The project's 573 forks also indirectly confirm the developer community's strong interest in this type of solution. For enterprises needing to deploy controllable AI collaboration systems, HiClaw's open-source nature significantly lowers the barriers to technical validation and production adoption.

Conclusion

HiClaw represents an important evolutionary direction in multi-Agent system design: rather than blindly pursuing full autonomy, it prioritizes transparency and human controllability. Against the backdrop of increasing industry attention to AI safety and explainability, this human-AI collaboration-first design philosophy is likely to become the mainstream development path for enterprise-level AI Agent systems.

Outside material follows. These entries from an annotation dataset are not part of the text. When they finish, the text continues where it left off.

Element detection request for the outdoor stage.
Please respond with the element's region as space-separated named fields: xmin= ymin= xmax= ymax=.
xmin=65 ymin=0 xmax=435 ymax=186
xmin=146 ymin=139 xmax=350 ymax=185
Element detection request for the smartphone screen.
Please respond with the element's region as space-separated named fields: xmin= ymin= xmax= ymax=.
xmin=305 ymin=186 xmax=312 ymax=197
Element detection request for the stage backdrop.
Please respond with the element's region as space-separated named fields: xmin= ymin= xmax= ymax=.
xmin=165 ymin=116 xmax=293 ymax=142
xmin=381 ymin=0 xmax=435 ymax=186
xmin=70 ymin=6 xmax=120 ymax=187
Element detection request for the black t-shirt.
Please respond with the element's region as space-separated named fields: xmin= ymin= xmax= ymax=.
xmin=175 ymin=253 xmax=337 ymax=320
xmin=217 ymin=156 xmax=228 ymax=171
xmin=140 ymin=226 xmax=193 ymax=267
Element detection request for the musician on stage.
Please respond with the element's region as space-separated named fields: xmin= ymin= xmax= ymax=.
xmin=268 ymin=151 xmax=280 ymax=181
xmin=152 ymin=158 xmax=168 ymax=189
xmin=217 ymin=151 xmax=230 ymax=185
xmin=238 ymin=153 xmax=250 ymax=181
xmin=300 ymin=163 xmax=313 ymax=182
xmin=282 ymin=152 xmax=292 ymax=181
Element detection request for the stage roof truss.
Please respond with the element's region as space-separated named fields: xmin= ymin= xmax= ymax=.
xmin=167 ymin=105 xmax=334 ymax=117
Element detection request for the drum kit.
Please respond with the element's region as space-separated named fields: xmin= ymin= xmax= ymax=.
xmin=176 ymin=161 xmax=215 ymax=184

From a broader perspective, the technical approach represented by HiClaw aligns closely with current global AI governance policy directions. The EU's AI Act explicitly requires high-risk AI systems to have human oversight mechanisms, and the US White House's 2023 AI Executive Order similarly emphasizes AI system explainability and auditability. A multi-Agent operating system with built-in transparent communication, human intervention, and complete audit trails naturally satisfies these regulatory requirements—this will become a significant competitive advantage for HiClaw in the enterprise market.